There seems to be some confusion about State Issue 1 on Ohio’s ballot in November. Let me see if I can clear some things up.
A prior ballot initiative changed Ohio’s method of drawing legislative districts. The thought was that a bipartisan board of elected officials would draw district boundaries in a fair and impartial fashion. At least, that was the plan for improvement.
As it turned out, the elected officials acted like political operatives instead of dedicated neutral public servants (no surprise). The result was district boundaries as mangled and contorted as before. The Ohio Supreme Court threw out the results as unconstitutional multiple times. The elected officials kept coming back with plans that did not fix the problems. After litigation, Ohio was stuck with districts constructed by one party for one party. You can read the opinions of the Ohio Supreme Court on its website: https://www.supremecourt.ohio.gov.
The proposed improvement failed.
Fast forward, here we are in 2024 with a new plan in the form of State Issue 1. This proposal takes elected officials out of the district drawing process and turns it over to a panel of regular citizens. Voting FOR Issue 1 would go a long way toward getting gerrymandering out of Ohio’s district drawing process.

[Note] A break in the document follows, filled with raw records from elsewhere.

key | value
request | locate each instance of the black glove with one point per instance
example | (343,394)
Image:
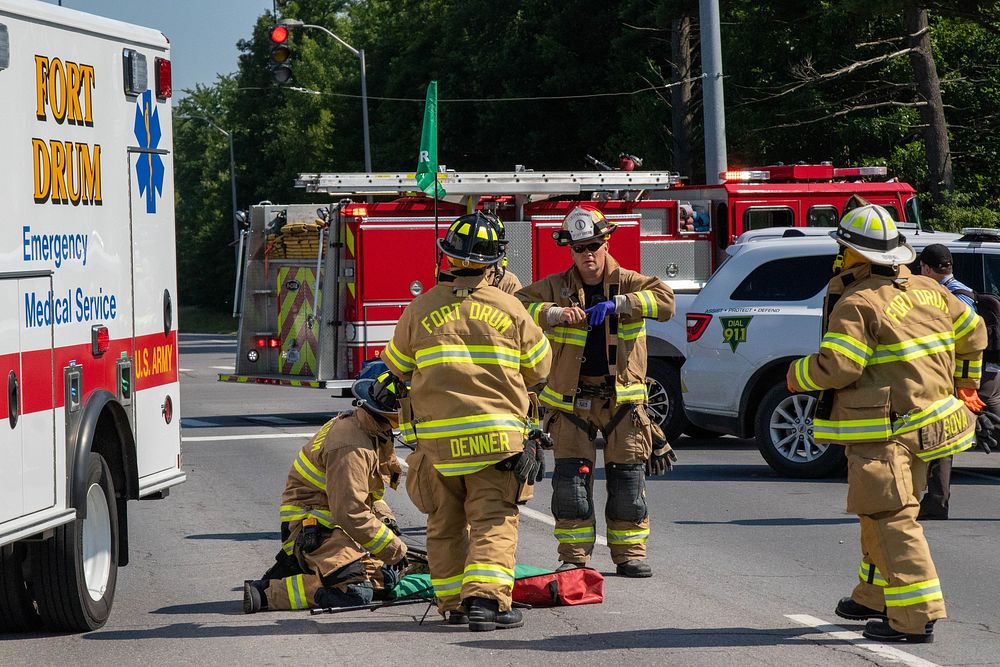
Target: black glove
(527,466)
(543,439)
(661,461)
(987,431)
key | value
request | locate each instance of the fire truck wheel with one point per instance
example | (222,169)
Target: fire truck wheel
(666,407)
(784,436)
(17,611)
(75,572)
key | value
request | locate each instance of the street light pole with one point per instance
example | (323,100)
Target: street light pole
(360,55)
(232,176)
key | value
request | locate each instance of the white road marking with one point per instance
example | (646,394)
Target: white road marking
(249,436)
(536,515)
(855,638)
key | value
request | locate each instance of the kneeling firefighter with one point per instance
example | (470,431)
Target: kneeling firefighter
(895,397)
(471,352)
(593,314)
(338,549)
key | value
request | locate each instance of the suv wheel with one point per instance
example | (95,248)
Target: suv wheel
(666,407)
(784,436)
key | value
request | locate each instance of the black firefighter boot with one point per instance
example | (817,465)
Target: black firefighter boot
(485,615)
(634,569)
(881,631)
(854,611)
(254,596)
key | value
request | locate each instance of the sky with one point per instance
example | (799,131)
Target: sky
(202,33)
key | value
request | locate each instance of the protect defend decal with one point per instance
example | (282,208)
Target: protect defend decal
(734,330)
(149,167)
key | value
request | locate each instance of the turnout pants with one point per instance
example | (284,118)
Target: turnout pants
(625,452)
(471,535)
(331,582)
(884,482)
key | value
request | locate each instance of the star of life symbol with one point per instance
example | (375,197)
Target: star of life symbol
(149,167)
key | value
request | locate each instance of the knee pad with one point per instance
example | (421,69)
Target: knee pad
(354,595)
(626,492)
(571,497)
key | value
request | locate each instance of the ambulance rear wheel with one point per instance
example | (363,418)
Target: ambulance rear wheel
(784,431)
(75,572)
(17,611)
(666,406)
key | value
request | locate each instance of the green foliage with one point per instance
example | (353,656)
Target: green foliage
(543,82)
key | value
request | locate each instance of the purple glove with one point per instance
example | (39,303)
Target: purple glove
(599,311)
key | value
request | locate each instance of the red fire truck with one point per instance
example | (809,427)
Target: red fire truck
(320,298)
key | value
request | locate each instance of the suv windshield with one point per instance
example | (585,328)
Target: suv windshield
(786,279)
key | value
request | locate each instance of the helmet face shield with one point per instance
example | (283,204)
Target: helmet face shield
(582,224)
(473,238)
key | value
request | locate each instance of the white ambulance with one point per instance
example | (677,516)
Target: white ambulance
(88,300)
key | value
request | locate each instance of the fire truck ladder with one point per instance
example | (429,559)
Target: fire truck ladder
(545,183)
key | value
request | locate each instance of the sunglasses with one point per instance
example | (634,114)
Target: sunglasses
(581,248)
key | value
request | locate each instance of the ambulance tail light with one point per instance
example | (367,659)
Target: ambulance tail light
(100,339)
(849,172)
(164,79)
(134,71)
(745,175)
(696,325)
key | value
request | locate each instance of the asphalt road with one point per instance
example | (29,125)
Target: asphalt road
(747,565)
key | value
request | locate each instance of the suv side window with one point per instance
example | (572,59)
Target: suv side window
(787,279)
(761,217)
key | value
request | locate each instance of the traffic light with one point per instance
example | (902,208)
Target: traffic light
(281,55)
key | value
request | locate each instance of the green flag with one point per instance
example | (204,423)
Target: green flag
(427,159)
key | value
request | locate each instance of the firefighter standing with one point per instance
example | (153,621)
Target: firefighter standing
(470,352)
(888,353)
(598,383)
(342,551)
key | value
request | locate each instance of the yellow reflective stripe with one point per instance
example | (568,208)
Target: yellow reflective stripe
(850,347)
(968,369)
(398,359)
(913,348)
(905,596)
(632,536)
(382,538)
(468,354)
(948,449)
(631,392)
(965,323)
(934,412)
(647,303)
(309,471)
(567,336)
(550,397)
(631,330)
(447,586)
(584,535)
(802,375)
(848,430)
(531,358)
(467,468)
(472,424)
(535,310)
(488,573)
(408,433)
(296,592)
(869,570)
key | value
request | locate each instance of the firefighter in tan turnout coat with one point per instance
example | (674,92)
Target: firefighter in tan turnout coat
(340,550)
(896,349)
(470,351)
(593,314)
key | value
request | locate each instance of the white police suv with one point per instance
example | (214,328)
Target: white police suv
(763,308)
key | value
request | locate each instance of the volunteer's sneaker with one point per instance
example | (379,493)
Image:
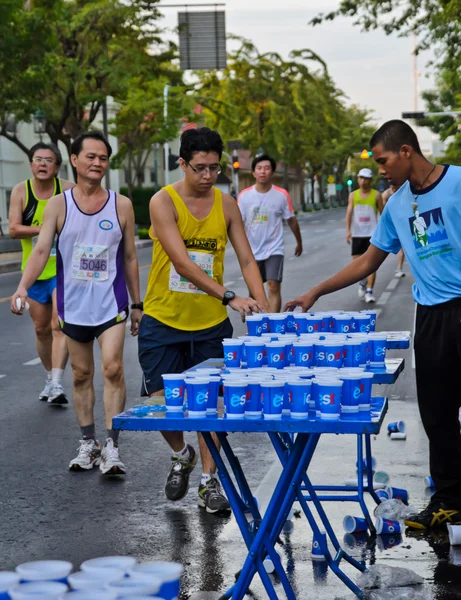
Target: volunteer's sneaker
(434,515)
(177,482)
(45,393)
(361,291)
(110,460)
(212,498)
(57,395)
(89,456)
(369,297)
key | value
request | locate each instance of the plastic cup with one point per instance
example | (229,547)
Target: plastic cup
(330,399)
(387,526)
(272,396)
(232,352)
(255,354)
(378,343)
(197,396)
(254,324)
(299,394)
(173,384)
(253,407)
(354,524)
(365,398)
(275,352)
(352,391)
(169,574)
(396,427)
(44,570)
(37,590)
(235,398)
(303,354)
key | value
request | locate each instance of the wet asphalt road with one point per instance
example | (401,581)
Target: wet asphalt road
(48,512)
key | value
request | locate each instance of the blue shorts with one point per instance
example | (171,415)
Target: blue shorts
(164,349)
(42,290)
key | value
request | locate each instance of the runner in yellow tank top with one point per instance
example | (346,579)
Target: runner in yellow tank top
(185,316)
(28,202)
(361,219)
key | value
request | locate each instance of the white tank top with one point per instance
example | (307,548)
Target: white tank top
(91,288)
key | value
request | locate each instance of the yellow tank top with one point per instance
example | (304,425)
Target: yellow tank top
(173,299)
(32,215)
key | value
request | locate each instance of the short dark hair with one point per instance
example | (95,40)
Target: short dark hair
(393,135)
(77,144)
(262,157)
(42,146)
(201,139)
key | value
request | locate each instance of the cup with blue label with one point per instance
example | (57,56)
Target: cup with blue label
(378,343)
(232,352)
(329,393)
(173,384)
(275,352)
(235,398)
(272,396)
(299,393)
(197,396)
(254,324)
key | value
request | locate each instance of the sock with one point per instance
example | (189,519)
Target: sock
(57,375)
(184,454)
(88,432)
(205,478)
(113,435)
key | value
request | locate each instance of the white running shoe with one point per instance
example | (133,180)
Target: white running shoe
(45,393)
(57,395)
(369,297)
(89,456)
(110,460)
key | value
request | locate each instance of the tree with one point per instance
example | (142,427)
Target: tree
(70,55)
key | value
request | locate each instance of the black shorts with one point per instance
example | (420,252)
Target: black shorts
(360,246)
(164,349)
(87,333)
(271,269)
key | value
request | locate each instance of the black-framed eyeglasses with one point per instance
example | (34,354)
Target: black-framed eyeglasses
(213,169)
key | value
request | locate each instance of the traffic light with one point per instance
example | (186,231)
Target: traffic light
(173,161)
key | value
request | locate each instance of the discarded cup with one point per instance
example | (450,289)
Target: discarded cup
(387,526)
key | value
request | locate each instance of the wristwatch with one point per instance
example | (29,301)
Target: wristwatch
(228,297)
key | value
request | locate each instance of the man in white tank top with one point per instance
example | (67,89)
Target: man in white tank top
(96,262)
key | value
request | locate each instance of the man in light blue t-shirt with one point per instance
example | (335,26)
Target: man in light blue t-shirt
(424,219)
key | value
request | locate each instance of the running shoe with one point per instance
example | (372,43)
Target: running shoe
(57,395)
(89,456)
(434,515)
(361,291)
(369,297)
(110,460)
(45,393)
(212,498)
(177,482)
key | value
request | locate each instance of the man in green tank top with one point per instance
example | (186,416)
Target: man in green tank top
(28,201)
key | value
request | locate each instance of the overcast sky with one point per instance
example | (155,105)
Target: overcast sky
(374,70)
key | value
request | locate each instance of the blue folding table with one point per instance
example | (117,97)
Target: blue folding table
(295,453)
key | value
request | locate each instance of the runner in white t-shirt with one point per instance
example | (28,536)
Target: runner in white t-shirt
(264,207)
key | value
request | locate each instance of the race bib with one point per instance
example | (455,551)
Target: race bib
(178,283)
(90,262)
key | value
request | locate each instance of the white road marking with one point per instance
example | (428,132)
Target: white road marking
(392,284)
(383,298)
(36,361)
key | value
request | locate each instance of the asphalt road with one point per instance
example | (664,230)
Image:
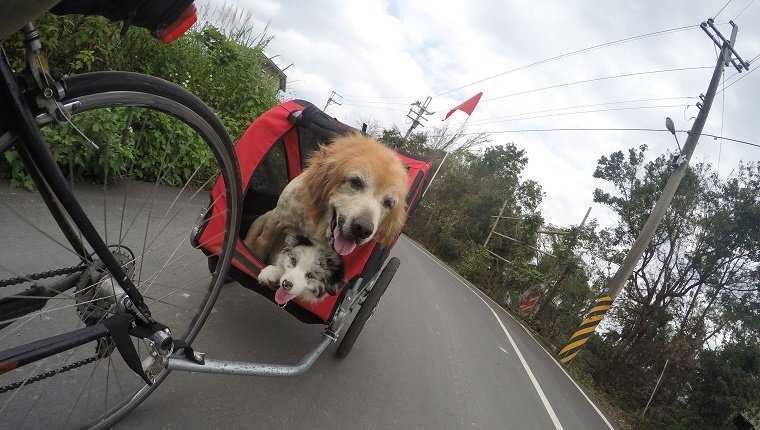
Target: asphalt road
(436,355)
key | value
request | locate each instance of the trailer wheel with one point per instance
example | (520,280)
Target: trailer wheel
(368,307)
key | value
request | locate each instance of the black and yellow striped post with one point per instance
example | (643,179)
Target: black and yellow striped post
(600,307)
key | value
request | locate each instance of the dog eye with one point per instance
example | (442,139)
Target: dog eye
(356,183)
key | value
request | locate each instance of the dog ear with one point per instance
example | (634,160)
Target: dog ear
(333,263)
(317,178)
(390,227)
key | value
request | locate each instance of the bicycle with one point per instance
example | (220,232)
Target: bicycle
(133,289)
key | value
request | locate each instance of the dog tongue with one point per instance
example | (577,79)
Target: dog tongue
(281,296)
(341,245)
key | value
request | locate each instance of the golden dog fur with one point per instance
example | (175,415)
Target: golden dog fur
(354,176)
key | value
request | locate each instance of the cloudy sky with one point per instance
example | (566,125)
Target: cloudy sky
(380,56)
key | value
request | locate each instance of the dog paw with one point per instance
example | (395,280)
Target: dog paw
(270,275)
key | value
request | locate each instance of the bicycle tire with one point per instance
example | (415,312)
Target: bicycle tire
(368,307)
(112,92)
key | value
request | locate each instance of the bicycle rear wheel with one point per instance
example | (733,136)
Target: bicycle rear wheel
(145,189)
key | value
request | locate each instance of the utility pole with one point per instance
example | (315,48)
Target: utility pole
(421,110)
(554,289)
(616,284)
(332,101)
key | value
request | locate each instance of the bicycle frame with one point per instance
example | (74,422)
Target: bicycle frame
(69,216)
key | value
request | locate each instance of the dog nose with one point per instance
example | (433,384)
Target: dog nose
(361,228)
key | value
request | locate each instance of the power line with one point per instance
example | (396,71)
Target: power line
(381,97)
(579,51)
(583,106)
(721,9)
(744,76)
(745,8)
(657,130)
(580,112)
(375,102)
(595,80)
(373,107)
(731,140)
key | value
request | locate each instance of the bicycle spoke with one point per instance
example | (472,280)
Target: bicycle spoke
(157,160)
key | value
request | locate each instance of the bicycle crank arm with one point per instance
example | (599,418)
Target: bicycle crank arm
(16,357)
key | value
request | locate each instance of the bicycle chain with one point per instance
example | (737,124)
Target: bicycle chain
(41,275)
(41,376)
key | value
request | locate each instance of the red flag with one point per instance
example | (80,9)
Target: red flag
(468,106)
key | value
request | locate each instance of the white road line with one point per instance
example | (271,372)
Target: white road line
(541,394)
(593,405)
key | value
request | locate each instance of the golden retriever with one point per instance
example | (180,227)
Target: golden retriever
(352,191)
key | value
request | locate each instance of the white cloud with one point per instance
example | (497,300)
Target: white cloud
(383,55)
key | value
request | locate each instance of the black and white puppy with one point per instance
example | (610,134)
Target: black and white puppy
(303,269)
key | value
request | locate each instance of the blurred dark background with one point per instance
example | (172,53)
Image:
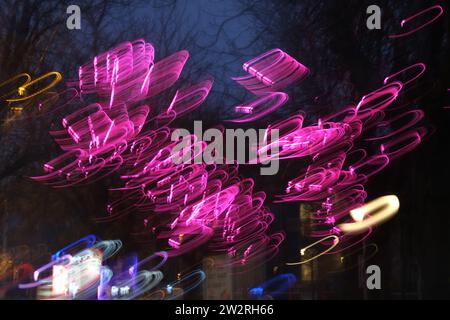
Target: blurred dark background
(346,61)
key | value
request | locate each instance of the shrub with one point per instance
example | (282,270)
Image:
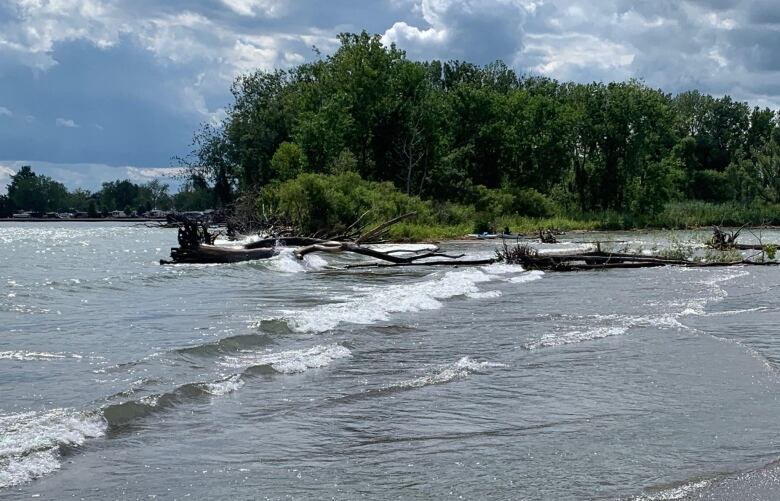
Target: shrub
(320,202)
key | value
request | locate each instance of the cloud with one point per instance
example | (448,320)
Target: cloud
(480,31)
(150,72)
(5,178)
(91,176)
(66,122)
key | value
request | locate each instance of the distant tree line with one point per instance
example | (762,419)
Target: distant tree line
(455,132)
(29,191)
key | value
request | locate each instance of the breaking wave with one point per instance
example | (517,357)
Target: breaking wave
(31,443)
(378,303)
(450,372)
(288,362)
(34,356)
(620,324)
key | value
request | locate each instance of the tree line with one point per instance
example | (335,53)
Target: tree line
(29,191)
(456,132)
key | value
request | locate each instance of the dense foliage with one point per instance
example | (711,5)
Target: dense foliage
(462,133)
(34,192)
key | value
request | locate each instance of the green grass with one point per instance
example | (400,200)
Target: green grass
(682,215)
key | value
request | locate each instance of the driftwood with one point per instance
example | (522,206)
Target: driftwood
(531,259)
(196,246)
(547,237)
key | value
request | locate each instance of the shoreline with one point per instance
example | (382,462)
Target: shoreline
(82,220)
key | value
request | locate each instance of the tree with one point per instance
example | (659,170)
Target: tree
(288,161)
(29,191)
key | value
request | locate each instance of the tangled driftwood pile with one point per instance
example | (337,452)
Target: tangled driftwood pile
(196,245)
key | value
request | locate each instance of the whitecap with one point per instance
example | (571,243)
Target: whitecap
(447,373)
(286,262)
(621,324)
(30,356)
(30,441)
(225,386)
(380,302)
(529,276)
(288,362)
(484,295)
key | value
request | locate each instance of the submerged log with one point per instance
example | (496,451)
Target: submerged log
(532,259)
(211,254)
(196,246)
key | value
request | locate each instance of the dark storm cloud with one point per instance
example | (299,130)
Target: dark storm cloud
(125,83)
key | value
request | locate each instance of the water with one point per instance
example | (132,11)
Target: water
(120,378)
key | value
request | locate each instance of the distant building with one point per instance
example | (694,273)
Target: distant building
(156,213)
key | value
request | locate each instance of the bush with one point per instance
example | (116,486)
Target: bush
(288,161)
(320,202)
(531,203)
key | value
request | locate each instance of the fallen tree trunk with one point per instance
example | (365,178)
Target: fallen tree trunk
(196,246)
(530,259)
(211,254)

“The Moderates’ Manifesto” references voting, voter suppression, and gerrymandering in Points 6 and 13 in the Manifesto (see Chapters 2 and 7.) If we are to avoid the hyper-partisan nature of current politics and avoid the election of extremists to state government and to Congress, we need to get our voting process in order so citizens select their elected representatives and not the other way around.